Yêda Schmaltz escreveu um livro para todos, mas especialmente para os iniciados. Explico: todos hão de ler, compreender e amar o seu libelo de buscadora da palavra que não existe; mas somente alguns conseguirão penetrar profundamente no sentido de seus versos — os criadores, principalmente os poetas, que buscam a palavra inexistente e sofrem o desespero de jamais encontrá-la; os conhecedores de mitologia, de psicologia e da obra de J. Campbell, um dos maiores estudiosos das mitologias do século, já que nossa autora o cita de forma cabalística abrindo as asas do seu vrôo de vrum, o que, além de nos encaminhar ao autor, delimita o livro VRUM como “o livro  mítico dos míticos” no contexto da seqüência de uma obra na qual Yêda recriou mitos variados através de livros diversos; pois bem, percebe-se aqui estabelecido um centro catalisador, pois VRUM então se pretende junção de todos os mitos, na medida em que desenvolve o tema do significado profundo da própria mitologia.

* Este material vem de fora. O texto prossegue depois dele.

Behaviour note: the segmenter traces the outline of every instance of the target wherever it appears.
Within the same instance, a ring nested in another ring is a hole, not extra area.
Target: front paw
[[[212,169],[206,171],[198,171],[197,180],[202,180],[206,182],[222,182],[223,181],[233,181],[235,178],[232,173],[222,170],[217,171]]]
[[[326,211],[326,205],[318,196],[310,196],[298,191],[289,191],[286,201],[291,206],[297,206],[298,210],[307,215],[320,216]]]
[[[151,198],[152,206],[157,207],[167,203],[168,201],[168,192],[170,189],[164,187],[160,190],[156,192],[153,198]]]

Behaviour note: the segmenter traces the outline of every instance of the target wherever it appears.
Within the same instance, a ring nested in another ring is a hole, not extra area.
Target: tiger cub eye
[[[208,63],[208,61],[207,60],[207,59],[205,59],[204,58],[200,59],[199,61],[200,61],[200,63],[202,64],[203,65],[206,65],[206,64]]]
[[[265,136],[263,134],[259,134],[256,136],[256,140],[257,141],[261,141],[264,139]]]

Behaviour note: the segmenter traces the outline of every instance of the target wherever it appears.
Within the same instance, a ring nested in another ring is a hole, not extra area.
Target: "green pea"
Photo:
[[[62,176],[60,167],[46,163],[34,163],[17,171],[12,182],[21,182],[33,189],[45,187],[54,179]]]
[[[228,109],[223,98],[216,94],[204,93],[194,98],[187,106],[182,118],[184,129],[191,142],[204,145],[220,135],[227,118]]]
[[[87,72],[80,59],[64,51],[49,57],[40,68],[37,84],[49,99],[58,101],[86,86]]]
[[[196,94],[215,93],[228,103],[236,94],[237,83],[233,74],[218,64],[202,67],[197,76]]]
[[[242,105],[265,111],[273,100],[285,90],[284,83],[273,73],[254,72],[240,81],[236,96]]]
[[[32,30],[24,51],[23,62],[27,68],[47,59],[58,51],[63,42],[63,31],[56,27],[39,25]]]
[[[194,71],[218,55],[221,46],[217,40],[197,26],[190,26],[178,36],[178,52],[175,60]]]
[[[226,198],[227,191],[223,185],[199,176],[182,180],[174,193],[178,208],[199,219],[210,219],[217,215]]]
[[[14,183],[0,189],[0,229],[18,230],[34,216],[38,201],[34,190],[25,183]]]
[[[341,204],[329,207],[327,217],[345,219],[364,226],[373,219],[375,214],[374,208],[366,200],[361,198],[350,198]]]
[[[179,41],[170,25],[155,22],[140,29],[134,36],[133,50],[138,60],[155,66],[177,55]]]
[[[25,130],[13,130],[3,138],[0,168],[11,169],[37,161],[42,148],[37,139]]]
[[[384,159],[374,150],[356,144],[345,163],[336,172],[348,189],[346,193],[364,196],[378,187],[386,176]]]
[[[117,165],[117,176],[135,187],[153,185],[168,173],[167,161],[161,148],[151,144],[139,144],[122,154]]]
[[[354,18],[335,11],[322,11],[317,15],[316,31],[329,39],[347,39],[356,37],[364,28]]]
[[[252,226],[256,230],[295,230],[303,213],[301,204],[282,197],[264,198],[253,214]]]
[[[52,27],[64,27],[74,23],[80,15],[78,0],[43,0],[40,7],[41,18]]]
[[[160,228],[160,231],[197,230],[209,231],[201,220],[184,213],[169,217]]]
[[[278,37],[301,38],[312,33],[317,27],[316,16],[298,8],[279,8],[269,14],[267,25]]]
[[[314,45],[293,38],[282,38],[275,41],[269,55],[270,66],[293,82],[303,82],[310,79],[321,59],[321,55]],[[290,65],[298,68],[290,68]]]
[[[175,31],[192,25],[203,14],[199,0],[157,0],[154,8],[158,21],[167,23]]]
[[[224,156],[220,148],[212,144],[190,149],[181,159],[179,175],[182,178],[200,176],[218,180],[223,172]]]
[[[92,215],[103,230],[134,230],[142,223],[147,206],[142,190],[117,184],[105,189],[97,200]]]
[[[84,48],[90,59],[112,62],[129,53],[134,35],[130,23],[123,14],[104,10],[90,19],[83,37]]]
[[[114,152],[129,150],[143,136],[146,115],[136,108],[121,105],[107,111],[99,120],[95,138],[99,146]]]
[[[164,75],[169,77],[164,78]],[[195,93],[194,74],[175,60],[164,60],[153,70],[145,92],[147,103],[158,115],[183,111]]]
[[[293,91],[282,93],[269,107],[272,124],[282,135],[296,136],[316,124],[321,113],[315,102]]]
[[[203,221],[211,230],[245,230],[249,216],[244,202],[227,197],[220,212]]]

Sinto-me à vontade para tentar compreender, pelo menos em parte, este texto, desde que passei a vida toda como poeta buscando essa palavra que não se encontra e também porque tenho a sorte de possuir alguma coisa da obra de Campbell, o autor que inspirou a poeta a escrever sobre o supremo mistério do ser que está além de todas as categorias de pensamento. Como Kant disse, a coisa em si é não-coisa. Transcende a coisidade e vai além de tudo o que poderia ser pensado. As melhores coisas não podem ser ditas porque transcendem o pensamento. “O verdadeiro artista é aquele que aprendeu a reconhecer e a expressar o que Joyce chamou de “radiância” de todas as coisas, como epifania ou revelação da sua verdade.” Corroborando com estas idéias, nossa autora escreve: ...me livro/da camisa-de-força do alfabeto,/com seus inúteis caracteres. Visito/outras fontes(...)que apontam (...)/uma só imagem: cinco pontas no poente, /forma traduzindo-me num plausível hieróglifo. E afirma em seguida: Pensar por imagens, a arte que perdemos. Assim fazendo, remete-nos à arte visual dos primitivos, seus desenhos e suas mandalas repletas da maior significação. A imagem visual comunica mais do que as línguas que separam os homens: para entender um quadro de Van Gogh ninguém precisa falar holandês.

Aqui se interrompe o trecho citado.